Carmen Pequeno doesn't make it a habit of getting up early on weekend mornings to scrub headstones in a cemetery.
But she did Saturday to honor America's fallen soldiers. So did 506 of her Western Michigan University classmates.
The business students, mostly freshmen and first-year transfers, were preparing Fort Custer National Cemetery for Veterans Day celebrations on Nov. 11.
Freshman Pequeno grabbed a sponge, filled a bucket with water and a biodegradable cleaning solution and scrubbed headstones for two hours.
"It was nice that they had us do that because most people wouldn't come clean gravestones," Pequeno said. "It was rewarding. I feel good about doing it."
Open year-round, Fort Custer officials offered the cemetery for the university's fifth annual community service project.

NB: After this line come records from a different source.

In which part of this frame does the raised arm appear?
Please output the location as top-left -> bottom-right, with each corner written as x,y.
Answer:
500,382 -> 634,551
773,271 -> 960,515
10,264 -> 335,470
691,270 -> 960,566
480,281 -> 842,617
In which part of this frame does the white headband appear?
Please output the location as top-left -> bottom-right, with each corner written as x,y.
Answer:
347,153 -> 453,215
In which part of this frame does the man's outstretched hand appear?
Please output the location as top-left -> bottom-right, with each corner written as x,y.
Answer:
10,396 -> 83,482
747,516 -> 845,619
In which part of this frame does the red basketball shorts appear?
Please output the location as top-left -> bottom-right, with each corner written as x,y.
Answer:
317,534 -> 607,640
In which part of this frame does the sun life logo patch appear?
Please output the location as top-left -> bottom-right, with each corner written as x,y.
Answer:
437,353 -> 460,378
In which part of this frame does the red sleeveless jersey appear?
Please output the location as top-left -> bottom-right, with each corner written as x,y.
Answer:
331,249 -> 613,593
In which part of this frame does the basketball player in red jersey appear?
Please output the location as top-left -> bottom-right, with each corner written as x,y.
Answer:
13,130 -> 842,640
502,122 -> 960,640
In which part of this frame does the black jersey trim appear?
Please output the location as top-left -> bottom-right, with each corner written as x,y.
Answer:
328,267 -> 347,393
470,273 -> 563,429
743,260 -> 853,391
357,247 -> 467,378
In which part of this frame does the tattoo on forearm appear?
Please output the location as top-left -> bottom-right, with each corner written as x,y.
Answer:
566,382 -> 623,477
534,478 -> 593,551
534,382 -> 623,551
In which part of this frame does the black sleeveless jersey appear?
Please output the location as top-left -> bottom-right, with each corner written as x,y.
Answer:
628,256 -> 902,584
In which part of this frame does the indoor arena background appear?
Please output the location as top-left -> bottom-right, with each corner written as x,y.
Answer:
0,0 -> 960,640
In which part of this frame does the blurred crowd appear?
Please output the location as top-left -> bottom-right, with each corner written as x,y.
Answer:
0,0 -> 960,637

The students began scrubbing headstones at 9 a.m. and had cleaned between 8,000 and 10,000 before they boarded their buses for the short ride back to Kalamazoo.
Michael O'Malley, an 18-year-old freshman from Chicago, cleaned about 20 headstones and said cleaning them was the right thing to do.

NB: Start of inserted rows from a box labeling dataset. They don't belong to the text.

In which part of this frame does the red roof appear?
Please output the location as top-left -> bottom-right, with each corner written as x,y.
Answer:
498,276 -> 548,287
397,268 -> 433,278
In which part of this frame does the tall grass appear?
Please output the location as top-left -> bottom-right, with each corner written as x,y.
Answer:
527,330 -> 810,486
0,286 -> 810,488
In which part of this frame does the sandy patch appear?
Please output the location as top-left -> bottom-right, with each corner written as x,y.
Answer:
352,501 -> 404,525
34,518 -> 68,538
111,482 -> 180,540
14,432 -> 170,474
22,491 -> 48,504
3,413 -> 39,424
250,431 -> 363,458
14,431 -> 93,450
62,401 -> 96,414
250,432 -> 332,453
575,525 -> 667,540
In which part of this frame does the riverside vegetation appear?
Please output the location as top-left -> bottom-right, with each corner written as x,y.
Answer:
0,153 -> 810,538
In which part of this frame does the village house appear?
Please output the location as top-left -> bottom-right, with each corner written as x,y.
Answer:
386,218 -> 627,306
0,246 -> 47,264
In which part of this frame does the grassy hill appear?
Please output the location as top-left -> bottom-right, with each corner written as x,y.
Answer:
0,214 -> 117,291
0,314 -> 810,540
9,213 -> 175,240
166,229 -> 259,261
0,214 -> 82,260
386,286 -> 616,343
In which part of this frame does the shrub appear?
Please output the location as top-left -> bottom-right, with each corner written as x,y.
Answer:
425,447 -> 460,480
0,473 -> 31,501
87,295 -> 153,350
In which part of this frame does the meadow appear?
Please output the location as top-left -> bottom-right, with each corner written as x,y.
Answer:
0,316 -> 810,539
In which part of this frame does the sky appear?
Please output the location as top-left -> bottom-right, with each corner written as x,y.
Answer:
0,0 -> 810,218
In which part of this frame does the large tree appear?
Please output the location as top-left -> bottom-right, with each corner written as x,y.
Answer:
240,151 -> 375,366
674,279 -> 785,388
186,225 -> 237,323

"Giving back to them is a good thing to do," O'Malley said. "It feels right."
Amari Parham, an advertising major from Kalamazoo, said she cleaned about six headstones.

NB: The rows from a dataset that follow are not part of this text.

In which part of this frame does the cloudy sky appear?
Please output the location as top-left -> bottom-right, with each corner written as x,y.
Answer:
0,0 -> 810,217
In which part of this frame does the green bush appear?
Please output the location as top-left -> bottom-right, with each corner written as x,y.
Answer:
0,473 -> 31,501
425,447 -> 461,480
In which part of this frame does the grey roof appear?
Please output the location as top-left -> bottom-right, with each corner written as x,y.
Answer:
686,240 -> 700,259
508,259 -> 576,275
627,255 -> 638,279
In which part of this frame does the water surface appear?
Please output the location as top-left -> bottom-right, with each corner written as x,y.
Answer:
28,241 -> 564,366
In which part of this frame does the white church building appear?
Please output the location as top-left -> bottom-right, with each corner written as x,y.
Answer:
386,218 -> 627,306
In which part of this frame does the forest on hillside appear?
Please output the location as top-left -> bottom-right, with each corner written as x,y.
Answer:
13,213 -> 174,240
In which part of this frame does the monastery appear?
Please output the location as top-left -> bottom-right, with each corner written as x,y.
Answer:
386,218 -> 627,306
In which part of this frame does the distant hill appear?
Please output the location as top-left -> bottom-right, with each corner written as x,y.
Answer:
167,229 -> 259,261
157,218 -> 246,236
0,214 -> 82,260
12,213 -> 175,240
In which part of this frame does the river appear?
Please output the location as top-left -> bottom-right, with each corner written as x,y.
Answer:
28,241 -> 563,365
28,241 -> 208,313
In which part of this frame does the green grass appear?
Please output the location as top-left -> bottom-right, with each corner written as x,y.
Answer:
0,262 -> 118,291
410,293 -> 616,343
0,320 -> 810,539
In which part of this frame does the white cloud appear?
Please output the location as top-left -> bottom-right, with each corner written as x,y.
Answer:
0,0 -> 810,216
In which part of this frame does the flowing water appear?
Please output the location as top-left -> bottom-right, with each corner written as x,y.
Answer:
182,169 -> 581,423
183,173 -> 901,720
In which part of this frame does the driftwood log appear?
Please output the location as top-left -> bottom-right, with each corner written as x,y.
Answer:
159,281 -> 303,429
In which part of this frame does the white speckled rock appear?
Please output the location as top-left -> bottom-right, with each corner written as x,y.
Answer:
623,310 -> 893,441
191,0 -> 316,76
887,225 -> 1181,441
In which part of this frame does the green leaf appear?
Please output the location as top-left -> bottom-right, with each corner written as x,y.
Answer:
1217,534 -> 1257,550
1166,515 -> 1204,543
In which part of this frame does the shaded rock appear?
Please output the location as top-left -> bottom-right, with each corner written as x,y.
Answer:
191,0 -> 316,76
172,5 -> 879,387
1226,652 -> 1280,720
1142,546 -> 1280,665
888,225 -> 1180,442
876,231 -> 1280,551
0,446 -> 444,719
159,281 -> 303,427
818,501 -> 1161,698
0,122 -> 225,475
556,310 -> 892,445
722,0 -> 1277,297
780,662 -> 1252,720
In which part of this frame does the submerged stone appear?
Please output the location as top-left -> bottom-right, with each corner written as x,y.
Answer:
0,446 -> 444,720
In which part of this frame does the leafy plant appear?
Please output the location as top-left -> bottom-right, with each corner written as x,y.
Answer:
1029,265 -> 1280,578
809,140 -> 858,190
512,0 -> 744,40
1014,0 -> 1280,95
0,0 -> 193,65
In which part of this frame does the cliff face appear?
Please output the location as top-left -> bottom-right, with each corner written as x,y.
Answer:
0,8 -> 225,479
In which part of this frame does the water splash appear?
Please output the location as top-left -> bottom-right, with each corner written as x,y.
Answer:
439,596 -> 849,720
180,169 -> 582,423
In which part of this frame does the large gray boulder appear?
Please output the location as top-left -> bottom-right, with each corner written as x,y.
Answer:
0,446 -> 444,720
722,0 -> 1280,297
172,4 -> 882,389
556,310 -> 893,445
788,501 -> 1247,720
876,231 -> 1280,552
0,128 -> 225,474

"I think it's helpful because my grandpa was in the Navy and, I guess, someone will someday be cleaning his grave," she said.
Cemetery Director Mark Polen and his workers thanked the students and applauded them before they boarded their buses.
"The impact of this program is significant," Polen said. "These kids coming in and doing all this work cleaning the headstones, it's an amazing thing to watch."